Dr. Wansink is called a "food psychologist." From his lab at Cornell University, he conducts experiments into the factors that lead us to eat what we eat. And you'd think that we eat what we eat because it tastes good, right? Wrong!
In some of his crazy experiments, Dr. Wansink has uncovered the many misguided reasons we eat. Among them are these:
- The size and shape of a bowl can almost double the amount of food you eat.
- Restaurants can get you to eat more by describing their menu items with adjectives.
- You will eat more candy if you throw away the wrappers as you go along than if you let the wrappers pile up.
- If you have bread served with dipping oil rather than with butter, you'll consume less bread but more calories.
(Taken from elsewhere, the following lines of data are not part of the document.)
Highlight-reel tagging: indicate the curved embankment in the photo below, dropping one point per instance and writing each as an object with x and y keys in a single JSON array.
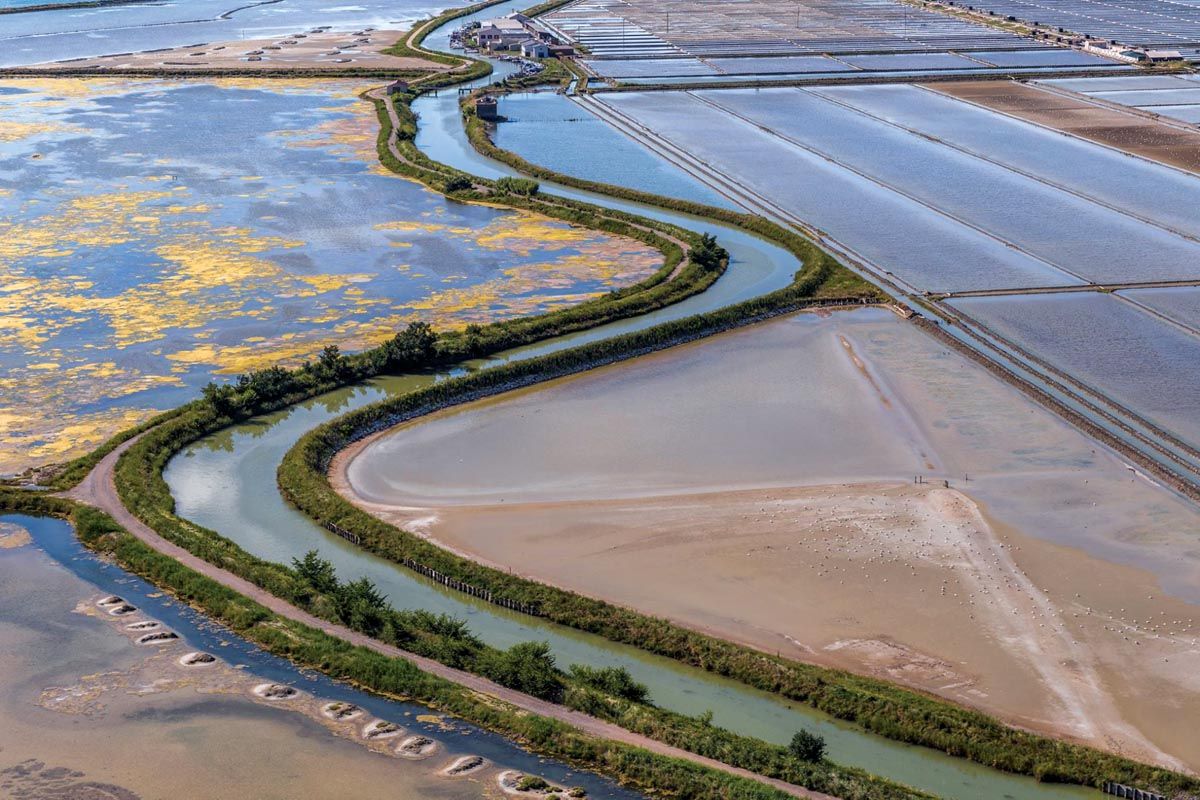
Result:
[
  {"x": 99, "y": 491},
  {"x": 879, "y": 707}
]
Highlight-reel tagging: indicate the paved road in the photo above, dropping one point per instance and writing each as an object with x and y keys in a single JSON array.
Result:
[{"x": 99, "y": 489}]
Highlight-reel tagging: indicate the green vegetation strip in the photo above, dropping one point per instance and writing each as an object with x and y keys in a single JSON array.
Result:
[
  {"x": 393, "y": 678},
  {"x": 877, "y": 707}
]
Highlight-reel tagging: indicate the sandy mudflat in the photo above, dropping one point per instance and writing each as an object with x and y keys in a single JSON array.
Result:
[
  {"x": 309, "y": 50},
  {"x": 760, "y": 486}
]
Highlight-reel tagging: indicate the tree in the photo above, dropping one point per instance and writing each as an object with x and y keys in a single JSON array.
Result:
[
  {"x": 527, "y": 667},
  {"x": 412, "y": 347},
  {"x": 808, "y": 746},
  {"x": 331, "y": 362},
  {"x": 611, "y": 680},
  {"x": 708, "y": 254},
  {"x": 525, "y": 186},
  {"x": 361, "y": 606},
  {"x": 457, "y": 182},
  {"x": 317, "y": 572},
  {"x": 220, "y": 397}
]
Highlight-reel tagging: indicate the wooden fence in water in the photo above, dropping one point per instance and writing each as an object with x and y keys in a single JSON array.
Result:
[
  {"x": 486, "y": 595},
  {"x": 1122, "y": 791}
]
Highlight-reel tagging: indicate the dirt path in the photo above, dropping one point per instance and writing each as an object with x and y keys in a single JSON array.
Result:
[
  {"x": 99, "y": 489},
  {"x": 381, "y": 94}
]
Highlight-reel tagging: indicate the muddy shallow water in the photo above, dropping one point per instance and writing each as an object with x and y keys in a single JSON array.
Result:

- Grocery store signs that read 3-for-$3 rather than $1/each can more than double our purchases.
These are just a few of the fascinating facts Dr. Wansink has confirmed with his research. How can you apply this information to your food consumption? "By encouraging healthy, mindful eating, we can decrease obesity," Wansink says. "A keen awareness of all these hidden persuaders is an important step in controlling the amount and quality of food you eat."
For me, "mindful eating" means this:
I will not eat straight from a package. If I want some crackers, I'll put some on a plate.
I will not eat something just because it's there. Most chocolate made in the U.S. tastes like wax. I've stopped eating my son's leftover Halloween candy. If I want chocolate, I'll eat just a little bit of really good chocolate.
I absolutely do not shop when I'm hungry. The temptations are just too overwhelming. I'll have a small, healthy snack before I go, even if I'm in a hurry.
If I eat while watching TV, I choose the snack beforehand and set it out on the coffee table. No trips to the kitchen during a show!
How about you? What does "mindful eating" mean for you?